The stairlifts are suitable for the elderly, since they are more likely to suffer from arthritis and other conditions that alter their movement. There are many diseases that make it difficult for the elderly to use the stairs, thus, an elder would greatly benefit from a stairlift. The elimination of the physical struggles with conventional stairs by using a stairlift can change the life of an elderly person. Castle Comfort Stairlifts offers top brands, competitive prices and fast installs for those seeking help with problems of mobility. We adapt to any particular case. Call us now and ask us for advice on 0800 007 6959 as we will be happy to provide our help.  
Click here to find new and reconditioned stairlifts in your area or call the local number below for the office nearest to you.

City NamePhone Number
Aberdeen01224 421214
Belfast02890 538653
Birmingham0121 371 0123
Bournemouth01202 355466
Braintree01376 396015
Brighton01273 796030
Bristol01179 059177
Burnley01282 899809
Cardiff02920 501790
Cork021 236 3222
Coventry02476 249100
Derby01332 561002
Dublin01 513 3658
Edinburgh0131 242 0046
Glasgow0141 278 3929
Gloucester01452 899902
Hull01482 407016
Ipswich01473 209069
Las Palmas928 514838
Leicester0116 202 9866
Lincoln01522 899769
Liverpool0151 676 2727
London0207 717 9797
Luton01582 447766
Macclesfield01625 886599
Madrid91 562 28 50
Maidstone01622 616046
Manchester0161 452 3636
Newcastle0191 644 0366
Northampton01604 269919
Nottingham0115 971 7012
Oxford01865 477004
Plymouth01752 648138
Portsmouth02392 395095
Sheffield0114 291 9000
Shrewsbury01743 493039
Southampton023 8124 3046
Stafford01785 318701
Stoke-on-Trent01782 630999
Swansea01792 359212
West Country01395 349198
Wolverhampton/Walsall01902 489422
York01904 820776

Castle Comfort Stairlifts offers top brand stairlifts, keen prices and fast installs for all those seeking stairlifts. And all work comes with our no-quibble guarantees and famous customer service satisfaction.
Give us a call today on 0800 007 6959 

What is accessibility?

What is accessibility?

By accessibility we mean the characteristics, transport or means of communication that make it possible for someone to reach something in their environment, whether that is regarding the aspects of a physical space such as a home or accessibility in terms of, for example, access to the internet for people with special needs.

Good accessibility is that which exists but goes unnoticed for the majority of people except for people with serious problems in their mobility and/ or with sensory, visual and /or auditory limitations.

To carry out the design of spaces, elements, transport and products around us we have to take into account these features in order to improve the quality life of everybody. If we want to improve the accessibility in public and personal environments, buildings, transport and in existing media we´ll have to remove some of the architectural barriers that still exist in them. The architectural barriers are those obstacles, impediments or physical hindrances that limit or prevent freedom of movement and autonomy of individuals. They can be classified as: Urbanistic architectural barriers: which are those located on roads and open spaces for public use, and these can be resolved through urban accessibility.

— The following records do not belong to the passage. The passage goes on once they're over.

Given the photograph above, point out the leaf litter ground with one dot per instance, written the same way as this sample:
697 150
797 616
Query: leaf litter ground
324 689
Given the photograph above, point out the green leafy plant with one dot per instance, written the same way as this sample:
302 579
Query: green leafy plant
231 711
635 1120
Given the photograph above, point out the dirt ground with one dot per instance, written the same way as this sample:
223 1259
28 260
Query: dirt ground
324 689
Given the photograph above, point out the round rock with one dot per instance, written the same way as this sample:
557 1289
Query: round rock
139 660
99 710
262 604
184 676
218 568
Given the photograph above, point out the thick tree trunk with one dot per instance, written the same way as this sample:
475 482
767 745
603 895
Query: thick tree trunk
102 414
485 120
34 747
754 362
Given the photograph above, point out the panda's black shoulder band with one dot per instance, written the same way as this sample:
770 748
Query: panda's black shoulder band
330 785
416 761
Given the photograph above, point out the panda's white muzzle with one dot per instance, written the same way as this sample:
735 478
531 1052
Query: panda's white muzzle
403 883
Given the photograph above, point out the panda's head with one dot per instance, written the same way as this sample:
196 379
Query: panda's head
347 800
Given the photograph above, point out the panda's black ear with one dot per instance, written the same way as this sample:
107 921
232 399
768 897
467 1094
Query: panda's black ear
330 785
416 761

Architectural barriers in public or private buildings: are those who are inside buildings, and these can be resolved by building accessibility.

Architectural barriers in transport: are those found in transportation and can be resolved by the different means of transport accessibility.

Communication barriers: any impediment to the expression and reception of messages through the media whether or not mass media. They can be resolved by communication accessibility.

But why must we remove architectural barriers or sensory impairments? Isn’t it too expensive?

The answer is because we can improve our quality of life. It´s expensive only in some cases like rebuilding in an existing space in which we meet space limitations. So all the actions of new construction must incorporate accessibility in all its forms and in this manner it´ll go unnoticed and will be included in new projects and help everyone individually; i.e. if a visually impaired person needs a label with sufficient contrast, it is clear that anyone with an index of normal vision can identify it more clearly too.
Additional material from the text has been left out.